What do I have to do, beg?

I know that I do a lot of theatre.  I won't apologize for that.  I've worked very hard to fulfill my primary dream of being a (constantly) working actor.  I should have been more specific and asked to be a highly paid working actor.  But baby steps. 

And I know that I am always asking you, my four readers, and others to come to see my shows.  And I am so fortunate to have so many supportive friends who come to so many things.  And if I'm being honest, I probably don't see nearly as much (but I do see everything that I can).  But we have two more shows in this run, and we have like 80 available tickets out of like the 120 that we can seat on those two nights. 
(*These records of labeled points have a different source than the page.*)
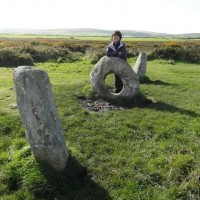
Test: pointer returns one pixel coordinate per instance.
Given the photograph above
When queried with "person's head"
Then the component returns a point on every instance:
(116, 36)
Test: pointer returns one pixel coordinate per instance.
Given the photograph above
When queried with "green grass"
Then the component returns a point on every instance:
(149, 152)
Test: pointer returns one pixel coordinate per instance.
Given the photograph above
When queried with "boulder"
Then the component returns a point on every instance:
(141, 65)
(121, 68)
(39, 115)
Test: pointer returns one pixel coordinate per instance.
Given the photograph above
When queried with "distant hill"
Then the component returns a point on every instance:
(95, 32)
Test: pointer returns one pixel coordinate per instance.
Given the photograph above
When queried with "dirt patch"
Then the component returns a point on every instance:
(99, 105)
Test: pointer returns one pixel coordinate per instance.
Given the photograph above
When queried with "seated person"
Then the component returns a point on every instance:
(117, 49)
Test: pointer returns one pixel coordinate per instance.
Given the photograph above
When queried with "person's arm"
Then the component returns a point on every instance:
(123, 53)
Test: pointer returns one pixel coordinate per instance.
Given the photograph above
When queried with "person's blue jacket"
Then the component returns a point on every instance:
(113, 50)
And I'd really like people to see this. 

Here is why it is special:  This is Bill's full length directing debut.  We had a blast working together in crafting this thing, and I'm super proud of him for doing something this good for his first show.

Tara was terrified to do what is essentially a two-hander (although there are three of us, she has at least half the dialogue).  And she's crushing it. It's been such a delight to work with her on this.  I feel like we work really well together and have elevated the script to something really lovely and charming.

Greg is getting to step out of his casting and play a genuine badass, creepy fucker.  Greg is my guy!  I brought him into this family and I cast him in his first romantic lead because I knew he could do it, and I was so happy to see Bill cast him in this.  Because he's a real actor.  He can do anything.  And he is killing this.  My sister-in-law wondered if he really was such a scumbag in real life.  And that's good acting, because he's the best human you can know.

And me?  Well, people have been surprised that I can be charming, likeable, and funny.  Every time I hear these things it is both hurtful and flattering. 

So, there's my pitch. 

Oh, also if you want to come this Wednesday (4/4) I can give you $15 tickets.  Can't help you on Thursday. 

All this being said, I am so grateful for all my friends who have come to the show.  My heart is full.  I am so lucky to have so many wonderful people in my life. 

And I know that there are so many of you that come out to so many things...and I am not trying to make you feel guilty for not being able to make this. 

I'm just hoping that maybe some of you out there with an evening free in the next two nights will get this gentle nudge and come on out. 

You won't be disappointed. 


Comments

  1. It deserves to be seen by more people -- for sure. Proud of you all.